En el mundo de Alarcón no triunfan la pasión ni la Gracia;
todo se subordina a lo razonable; sus arquetipos son los de la moral que sonríe
y perdona. Al substituir los valores vitales y románticos de Lope por los
abstractos de una moral universal y razonable, ¿no se evade, no nos escamotea
su propio ser? Su negación, como la de México, no afirma nuestra singularidad
frente a la de los españoles. Los valores que postula Alarcón pertenecen a
todos los hombres y son una herencia grecorromana tanto como una profecía de la
moral que impondrá el mundo burgués. No expresan nuestra espontaneidad, ni
resuelven nuestros conflictos; son formas que no hemos creado ni sufrido,
máscaras. Sólo hasta nuestros días hemos sido capaces de enfrentar al Sí español un Sí mexicano y no una afirmación
intelectual, vacía de nuestras peculiaridades. La Revolución mexicana, al
descubrir las artes populares, dio origen a la pintura moderna; al descubrir el
lenguaje de los mexicanos, creó la nueva poesía.

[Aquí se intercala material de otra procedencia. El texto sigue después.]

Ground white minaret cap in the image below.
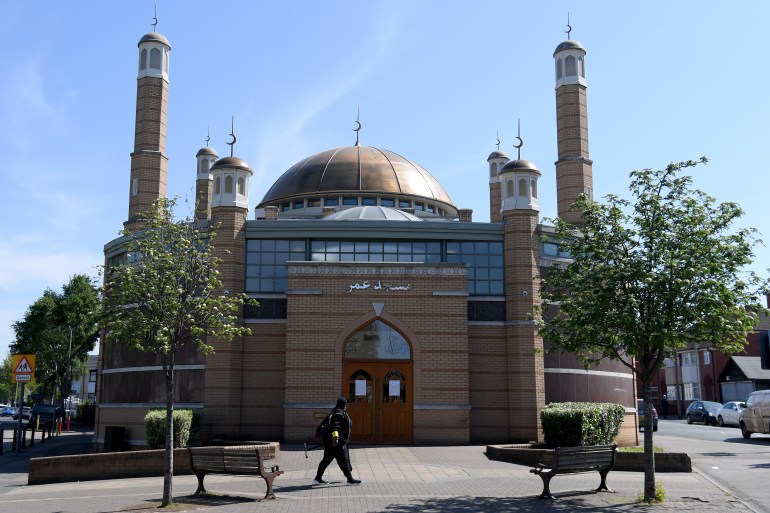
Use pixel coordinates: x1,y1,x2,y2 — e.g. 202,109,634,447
553,40,586,89
498,160,540,212
138,32,171,82
211,157,254,210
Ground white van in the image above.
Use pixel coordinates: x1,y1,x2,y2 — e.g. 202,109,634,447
740,390,770,438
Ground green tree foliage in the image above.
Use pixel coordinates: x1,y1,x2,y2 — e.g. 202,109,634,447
11,274,101,403
540,157,767,500
0,354,14,404
104,198,250,506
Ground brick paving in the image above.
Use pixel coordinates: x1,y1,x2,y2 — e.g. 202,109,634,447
0,436,761,513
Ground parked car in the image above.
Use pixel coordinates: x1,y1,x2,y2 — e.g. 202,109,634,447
685,401,722,426
636,399,658,431
13,406,32,420
29,404,62,429
717,401,746,426
740,390,770,438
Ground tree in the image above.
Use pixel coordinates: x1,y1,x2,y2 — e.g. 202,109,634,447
540,157,767,501
104,198,250,507
11,274,101,403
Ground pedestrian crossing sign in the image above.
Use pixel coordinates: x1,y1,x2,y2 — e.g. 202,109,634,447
11,354,35,383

Si en la política y el arte el mexicano aspira a crear mundos
cerrados, en la esfera de las relaciones cotidianas procura que imperen el
pudor, el recato y la reserva ceremoniosa. El pudor, que nace de la vergüenza
ante la desnudez propia o ajena, es un reflejo casi físico entre nosotros. Nada
más alejado de esta actitud que el miedo al cuerpo, característico de la vida
norteamericana. No nos da miedo ni vergüenza nuestro cuerpo; lo afrontamos con
naturalidad y lo vivimos con cierta plenitud —a la inversa de lo que ocurre con
los puritanos. Para nosotros el cuerpo existe; da gravedad y límites a nuestro
ser. Lo sufrimos y gozamos; no es un traje que estamos acostumbrados a habitar,
ni algo ajeno a nosotros: somos nuestro cuerpo. Pero las miradas extrañas nos
sobresaltan, porque el cuerpo no vela la intimidad, sino la descubre. El pudor,
así, tiene un carácter defensivo, como la muralla china de la cortesía o las
cercas de los órganos y cactus que separan en el campo a los jacales de los
campesinos. Y por eso la virtud que más estimamos en las mujeres es el recato,
como en los hombres la reserva. Ellas también deben defender su intimidad.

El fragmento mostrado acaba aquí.